Hybrid meetings can be the best of both worlds — or the worst.
Done well, they let you gather your local team in one room while including remote colleagues without anyone feeling like a second-class participant. Done poorly, the people on screen end up staring at the backs of heads, unable to hear or be heard.
Here are ten practical tips to make your hybrid meetings actually work.
1. Design for remote participants first
If remote people can see, hear, and participate, the in-room folks almost always can too. Start by asking: “What will this feel like for someone joining from a laptop at home?”
2. Use one main screen for shared content
Instead of everyone in the room opening the slide deck, display it on a large screen or projector. That way the camera can capture both the content and the room, and you’re not dealing with a sea of glowing screens.
3. Invest in good audio
Audio matters more than video. Use:
- A quality room microphone (or a few mics if the room is large)
- External speakers so remote voices are clear
Avoid relying on the tiny laptop mic in the front row.
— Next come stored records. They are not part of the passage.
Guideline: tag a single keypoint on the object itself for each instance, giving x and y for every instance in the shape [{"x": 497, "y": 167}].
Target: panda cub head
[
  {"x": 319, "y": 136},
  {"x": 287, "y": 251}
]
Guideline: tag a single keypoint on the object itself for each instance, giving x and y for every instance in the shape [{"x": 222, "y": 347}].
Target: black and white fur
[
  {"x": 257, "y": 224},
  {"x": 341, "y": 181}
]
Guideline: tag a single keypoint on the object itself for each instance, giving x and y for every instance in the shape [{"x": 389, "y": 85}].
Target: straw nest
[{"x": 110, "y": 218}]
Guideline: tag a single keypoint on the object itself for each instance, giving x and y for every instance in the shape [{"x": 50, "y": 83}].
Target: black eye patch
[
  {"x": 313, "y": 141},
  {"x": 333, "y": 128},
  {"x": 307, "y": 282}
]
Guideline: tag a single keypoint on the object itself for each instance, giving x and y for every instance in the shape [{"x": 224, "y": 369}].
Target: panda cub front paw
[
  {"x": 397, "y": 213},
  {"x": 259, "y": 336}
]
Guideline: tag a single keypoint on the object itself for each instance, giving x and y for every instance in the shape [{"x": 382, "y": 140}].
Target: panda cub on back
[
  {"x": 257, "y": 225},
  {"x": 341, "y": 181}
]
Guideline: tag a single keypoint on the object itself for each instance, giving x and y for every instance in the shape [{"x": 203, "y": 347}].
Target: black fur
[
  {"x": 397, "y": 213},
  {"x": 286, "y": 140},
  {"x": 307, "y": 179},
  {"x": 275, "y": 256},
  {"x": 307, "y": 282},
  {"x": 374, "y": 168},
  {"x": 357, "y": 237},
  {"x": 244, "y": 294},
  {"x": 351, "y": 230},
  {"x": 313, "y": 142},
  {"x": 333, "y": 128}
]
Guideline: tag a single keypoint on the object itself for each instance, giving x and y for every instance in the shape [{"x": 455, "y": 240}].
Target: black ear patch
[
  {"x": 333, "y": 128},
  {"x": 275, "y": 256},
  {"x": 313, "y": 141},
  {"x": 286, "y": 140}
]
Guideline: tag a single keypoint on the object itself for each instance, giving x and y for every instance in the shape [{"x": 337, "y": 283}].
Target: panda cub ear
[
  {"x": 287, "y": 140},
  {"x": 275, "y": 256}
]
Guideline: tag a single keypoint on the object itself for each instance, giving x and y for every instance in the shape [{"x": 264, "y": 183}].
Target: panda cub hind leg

4. Put the camera at eye level
Place the camera near the screen, at roughly eye height, so remote participants feel like they’re part of the room instead of looking up people’s noses or at the ceiling.
5. Assign a “remote advocate”
Give one person the specific job of watching the chat, checking in with remote attendees, and flagging questions. Speakers can’t realistically monitor both the room and the Zoom chat at once.
6. Start with a tech check
Five minutes before the official start:
- Confirm audio both ways
- Ask a remote participant to say hello
- Share your screen and run one test slide
Fixing issues up front is far less awkward than doing it in the middle of a presentation.
7. Use simple engagement tools
To keep everyone involved:
- Ask “show of hands” questions and have the remote advocate read out results in the chat.
- Use quick polls.
- Break into small groups in the room and breakout rooms online, then reconvene.
8. Avoid side conversations in the room
Remote attendees can’t hear the quick comments people make to their neighbors. Encourage people to speak up or wait until the group discussion so everyone stays in the loop.
9. Share materials in advance
Send slides, handouts, and links ahead of time so remote participants can follow along even if their screen is small or their connection hiccups.
10. Wrap up with clear next steps
End by summarizing decisions, assigning owners, and confirming how notes will be shared. Hybrid meetings can feel more scattered; a strong wrap-up creates clarity.
Hybrid meetings take a little more planning than a typical in-person meeting, but with the right room, equipment, and habits, you can make remote and in-room participants feel like one team — not two separate worlds.